Han-Nam Park, a Korean scientist, analysed records of court life from the 19th century. He found that eunuchs, who had their testicles removed before they were 15, lived around 20 years longer than the other men.
The same results were drawn from another small and unfortunate sample - American male institutionalised mental health patients from the 20th century. Some of the patients were forcibly castrated as part of their alleged treatment.
Those who were castrated before turning 15 were, like the eunuchs, found to live longer. But there was no change found among those castrated later in life. This age division suggests that testosterone’s life shortening effects will have already had their impact by 15, but there’s not much more evidence to support this theory.
This division suggests that testosterone’s life shortening effects will have already had their impact by the time men turn 15.
Women have two X chromosomes, whereas men have X and Y chromosomes. In short, this means that women have a double of every gene. When one gene gets damaged or diseased, women have a back up, but men don’t.

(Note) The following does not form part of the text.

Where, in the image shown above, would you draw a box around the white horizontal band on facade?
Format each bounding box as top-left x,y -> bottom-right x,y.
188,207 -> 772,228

Men are half as likely to go to the doctor than women, men make up three quarters of suicides in the UK and are less likely to seek help for a mental health problem. Society has conditioned men to not speak up about mental or physical health concerns - and it’s one of the reason men are likely to die younger.
Slowly but surely, the gap seems to be closing. Although hormonal and DNA factors can’t be changed, societal and healthcare factors are doing. Progress is being made to tackle and prevent against heart disease, road traffic accidents are falling, and people are consuming less alcohol and tobacco. So, when are we likely to see the gap close? It might not be too long - maybe as close as 2032.